About the accuracy on VQA-RAD

luzimu commented 10 months ago

Thanks for you marvelous work! I encountered some issues while evaluating the model on VQA-RAD. The checkpoint was downloaded from the URL https://www.dropbox.com/s/sbhohrc0vsxio8r/vqa_rad.pt?dl=0, and we executed the 'evaluate_vqa_rad_beam.sh' script as instructed. However, I noticed in the corresponding log that the accuracy on VQA-RAD is 0.3338, which is lower than the 71.6 reported in the paper. Could you please provide some clarification regarding this matter? Here is the reserved log: 2023-10-18 16:50:16 | INFO | ofa.evaluate | {'_name': None, 'common': {'_name': None, 'no_progress_bar': False, 'log_interval': 100, 'log_format': 'simple', 'log_file': None, 'aim_repo': None, 'aim_run_hash': None, 'tensorboard_logdir': None, 'wandb_project': None, 'azureml_logging': False, 'seed': 7, 'cpu': False, 'tpu': False, 'bf16':(...) 2023-10-18 16:50:16 | INFO | ofa.evaluate | loading model(s) from ../../checkpoints/vqa_rad.pt 2023-10-18 16:50:20 | INFO | tasks.ofa_task | source dictionary: 59457 types 2023-10-18 16:50:20 | INFO | tasks.ofa_task | target dictionary: 59457 types local datafile ../../datasets/finetuning/VQA-RAD/test.tsv slice_id 0 begin to initialize row_count and line_idx-to-offset mapping local datafile ../../datasets/finetuning/VQA-RAD/test.tsv slice_id 0 finished initializing row_count and line_idx-to-offset mapping file ../../datasets/finetuning/VQA-RAD/test.tsv slice_id 0 row count 451 total row count 451 2023-10-18 16:51:20 | INFO | ofa.evaluate | loading EMA weights from ../../checkpoints/vqa_rad.pt 2023-10-18 16:54:58 | INFO | ofa.evaluate | score_sum: tensor([137.], device='cuda:0'), score_cnt: tensor([451.], device='cuda:0'), score: 0.3038

taokz commented 10 months ago

Hi @luzimu

The issue arises from the fact that the generated answers are in lowercase, while the gold standard answers are in uppercase. To illustrate, BiomedGPT outputs 'yes,' whereas the gold answer is 'Yes.' Consequently, the reported results in our logs may not accurately reflect the performance.

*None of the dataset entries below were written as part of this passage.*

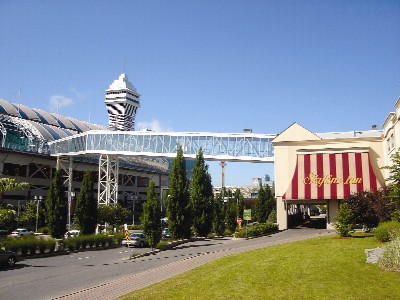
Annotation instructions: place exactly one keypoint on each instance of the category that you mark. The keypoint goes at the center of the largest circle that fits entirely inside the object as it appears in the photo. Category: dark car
(8, 258)
(137, 239)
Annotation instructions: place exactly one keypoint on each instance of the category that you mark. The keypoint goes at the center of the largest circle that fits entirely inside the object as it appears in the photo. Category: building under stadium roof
(25, 133)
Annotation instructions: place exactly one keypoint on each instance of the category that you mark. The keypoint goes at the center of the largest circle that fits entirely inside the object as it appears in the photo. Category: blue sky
(217, 66)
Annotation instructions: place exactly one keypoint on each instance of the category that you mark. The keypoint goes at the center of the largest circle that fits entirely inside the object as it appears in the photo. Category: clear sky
(217, 66)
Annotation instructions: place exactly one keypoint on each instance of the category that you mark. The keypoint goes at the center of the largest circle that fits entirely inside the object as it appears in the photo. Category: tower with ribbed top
(122, 102)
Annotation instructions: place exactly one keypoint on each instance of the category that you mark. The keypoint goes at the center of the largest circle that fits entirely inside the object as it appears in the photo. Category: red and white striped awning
(324, 176)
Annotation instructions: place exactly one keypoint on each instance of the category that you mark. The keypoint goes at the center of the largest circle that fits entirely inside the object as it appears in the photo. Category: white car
(21, 232)
(137, 239)
(72, 233)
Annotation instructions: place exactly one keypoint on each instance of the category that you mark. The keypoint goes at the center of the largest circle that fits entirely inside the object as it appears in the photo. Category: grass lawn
(328, 267)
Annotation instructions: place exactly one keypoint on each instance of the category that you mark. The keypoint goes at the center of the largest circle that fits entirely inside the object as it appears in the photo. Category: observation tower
(122, 102)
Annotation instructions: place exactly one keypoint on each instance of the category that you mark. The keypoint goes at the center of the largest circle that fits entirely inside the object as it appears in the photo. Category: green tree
(152, 217)
(240, 201)
(230, 207)
(7, 215)
(56, 207)
(201, 197)
(27, 215)
(394, 177)
(343, 220)
(178, 204)
(113, 214)
(261, 213)
(264, 204)
(86, 206)
(218, 217)
(11, 184)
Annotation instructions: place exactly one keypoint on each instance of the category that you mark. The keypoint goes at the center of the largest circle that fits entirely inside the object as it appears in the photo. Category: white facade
(122, 101)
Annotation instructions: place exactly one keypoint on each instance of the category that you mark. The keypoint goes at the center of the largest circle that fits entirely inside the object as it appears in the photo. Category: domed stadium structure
(25, 134)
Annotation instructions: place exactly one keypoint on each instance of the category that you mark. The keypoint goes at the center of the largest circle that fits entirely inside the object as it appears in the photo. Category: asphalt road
(94, 271)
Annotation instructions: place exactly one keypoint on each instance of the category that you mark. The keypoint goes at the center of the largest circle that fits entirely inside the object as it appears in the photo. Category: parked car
(137, 239)
(8, 258)
(21, 232)
(72, 233)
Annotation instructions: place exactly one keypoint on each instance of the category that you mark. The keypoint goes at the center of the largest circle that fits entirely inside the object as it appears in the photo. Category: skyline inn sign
(329, 179)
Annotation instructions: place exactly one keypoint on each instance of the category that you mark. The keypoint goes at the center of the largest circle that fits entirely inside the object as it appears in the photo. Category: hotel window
(390, 143)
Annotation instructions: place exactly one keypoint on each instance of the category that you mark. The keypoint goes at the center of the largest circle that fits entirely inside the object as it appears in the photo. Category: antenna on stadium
(19, 99)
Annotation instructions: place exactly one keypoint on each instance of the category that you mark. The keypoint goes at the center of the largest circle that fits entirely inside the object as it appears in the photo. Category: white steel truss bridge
(248, 147)
(111, 145)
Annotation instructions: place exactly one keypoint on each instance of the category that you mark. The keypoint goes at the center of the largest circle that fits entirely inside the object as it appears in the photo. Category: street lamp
(133, 199)
(69, 209)
(37, 200)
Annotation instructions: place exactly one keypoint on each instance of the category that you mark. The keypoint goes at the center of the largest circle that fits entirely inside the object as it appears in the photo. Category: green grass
(328, 267)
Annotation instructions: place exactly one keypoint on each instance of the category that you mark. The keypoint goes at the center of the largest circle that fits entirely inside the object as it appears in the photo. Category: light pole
(133, 198)
(37, 200)
(69, 209)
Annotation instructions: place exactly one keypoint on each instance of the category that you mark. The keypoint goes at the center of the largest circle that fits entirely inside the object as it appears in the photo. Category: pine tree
(240, 200)
(56, 207)
(86, 206)
(201, 197)
(261, 211)
(178, 204)
(152, 217)
(218, 221)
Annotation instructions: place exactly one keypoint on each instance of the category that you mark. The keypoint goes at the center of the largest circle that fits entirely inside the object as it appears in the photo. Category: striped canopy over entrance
(324, 176)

To address this, I have been using the 'test_predict.json' file generated during evaluation and calculating accuracy by converting all uppercase characters in the gold answers to lowercase, and get the result reported in the paper.

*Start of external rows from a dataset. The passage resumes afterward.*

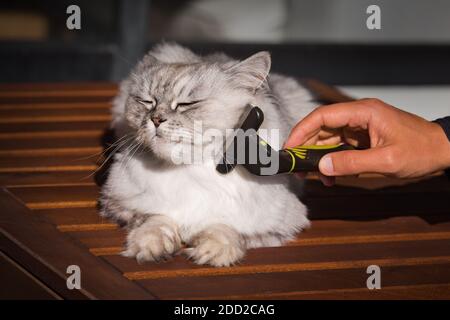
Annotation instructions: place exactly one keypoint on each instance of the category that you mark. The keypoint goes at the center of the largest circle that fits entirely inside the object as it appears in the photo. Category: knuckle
(373, 103)
(391, 161)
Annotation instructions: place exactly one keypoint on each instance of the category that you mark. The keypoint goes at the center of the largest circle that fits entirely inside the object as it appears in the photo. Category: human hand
(400, 144)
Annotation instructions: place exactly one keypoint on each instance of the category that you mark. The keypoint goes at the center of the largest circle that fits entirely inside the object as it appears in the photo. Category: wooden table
(50, 139)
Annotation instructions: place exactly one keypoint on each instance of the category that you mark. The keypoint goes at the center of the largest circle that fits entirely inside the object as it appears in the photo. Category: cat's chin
(179, 153)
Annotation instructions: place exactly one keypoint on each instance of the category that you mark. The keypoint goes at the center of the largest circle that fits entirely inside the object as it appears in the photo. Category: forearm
(444, 123)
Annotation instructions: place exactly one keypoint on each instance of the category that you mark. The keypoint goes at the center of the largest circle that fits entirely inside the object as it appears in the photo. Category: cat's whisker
(119, 144)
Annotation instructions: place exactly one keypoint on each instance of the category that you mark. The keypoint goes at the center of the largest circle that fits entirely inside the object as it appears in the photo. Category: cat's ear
(149, 60)
(252, 72)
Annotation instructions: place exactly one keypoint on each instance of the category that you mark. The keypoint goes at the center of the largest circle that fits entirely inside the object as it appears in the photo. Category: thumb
(352, 162)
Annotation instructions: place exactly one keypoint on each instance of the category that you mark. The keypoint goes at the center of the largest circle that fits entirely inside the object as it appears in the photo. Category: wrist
(442, 145)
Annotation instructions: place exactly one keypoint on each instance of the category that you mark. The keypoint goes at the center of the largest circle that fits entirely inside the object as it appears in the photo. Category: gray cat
(167, 204)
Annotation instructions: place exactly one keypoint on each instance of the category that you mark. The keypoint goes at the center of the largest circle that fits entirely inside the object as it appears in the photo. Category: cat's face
(169, 103)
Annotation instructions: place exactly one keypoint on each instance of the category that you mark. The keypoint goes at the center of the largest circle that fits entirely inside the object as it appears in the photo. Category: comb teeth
(252, 120)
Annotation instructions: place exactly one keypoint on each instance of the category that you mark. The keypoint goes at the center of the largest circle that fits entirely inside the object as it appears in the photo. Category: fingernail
(326, 166)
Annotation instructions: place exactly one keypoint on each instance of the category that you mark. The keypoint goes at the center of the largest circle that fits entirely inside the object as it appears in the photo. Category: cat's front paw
(154, 240)
(219, 246)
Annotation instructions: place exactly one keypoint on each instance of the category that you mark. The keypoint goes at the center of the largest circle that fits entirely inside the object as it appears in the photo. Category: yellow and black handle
(259, 158)
(306, 158)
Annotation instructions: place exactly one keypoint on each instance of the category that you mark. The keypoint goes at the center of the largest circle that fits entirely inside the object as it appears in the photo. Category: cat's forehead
(178, 79)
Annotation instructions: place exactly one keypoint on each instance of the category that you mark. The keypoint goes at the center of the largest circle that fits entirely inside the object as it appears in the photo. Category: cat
(166, 207)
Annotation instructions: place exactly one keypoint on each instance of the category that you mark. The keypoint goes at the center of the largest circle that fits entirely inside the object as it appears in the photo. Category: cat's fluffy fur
(166, 205)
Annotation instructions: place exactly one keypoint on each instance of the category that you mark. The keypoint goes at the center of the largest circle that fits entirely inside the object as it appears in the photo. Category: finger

Thank you for bringing this to my attention that I ignored previously. I will upload the relevant code and files later this week.

jtdutta1 commented 8 months ago

Hi has this been fixed because I too am facing the same issue. Also i noticed that the ground truth in the dataset is in lowercase so i didn't find that to be the cause for lower accuracy. Moreover the model hallucinates a lot like answering yes/no questions with other answers. The accuracy points tends to be close to the zero-shot accuracy reported in the paper and adjusting the hyperparameters does get me to 33.04%. Could it be that the actual fine tuned model wasn't uploaded mistakenly?

taokz commented 8 months ago

@jtdutta1 I will double-check the checkpoint and the code and fix it ASAP.

taokz commented 8 months ago

@jtdutta1 @luzimu

Thank you for your patience. I confirmed that I uploaded the wrong checkpoint. It seems that I can not find the previous one, but fortunately, I have the other checkpoint that can achieve a better performance, as shown in the following. I've shared the weights by Dropbox.

2023-12-08 13:22:19 | INFO | ofa.evaluate | loading EMA weights from /data/biomedgpt/tuned_checkpoints/VQA-RAD/base/100_0.04_5e-5_384_/checkpoint_best.pt
/home/kaz321/OFA/data/mm_data/vqa_gen_dataset.py:64: VisibleDeprecationWarning: Creating an ndarray from ragged nested sequences (which is a list-or-tuple of lists-or-tuples-or ndarrays with different lengths or shapes) is deprecated. If you meant to do this, you must specify 'dtype=object' when creating the ndarray.
  decoder_prompts = np.array([s['decoder_prompt'].tolist() for s in samples])
2023-12-08 13:22:30 | INFO | ofa.evaluate | score_sum: tensor([332.], device='cuda:0'), score_cnt: tensor([451.], device='cuda:0'), score: 0.7361
2023-12-08 13:22:30 | INFO | torch.distributed.distributed_c10d | Added key: store_based_barrier_key:2 to store for rank: 0
2023-12-08 13:22:30 | INFO | torch.distributed.distributed_c10d | Rank 0: Completed store-based barrier for key:store_based_barrier_key:2 with 1 nodes.
/home/kaz321/anaconda3/envs/ofa/lib/python3.7/site-packages/torch/distributed/launch.py:188: FutureWarning: The module torch.distributed.launch is deprecated

If you have further questions, please let me know. I appreciate your patience again.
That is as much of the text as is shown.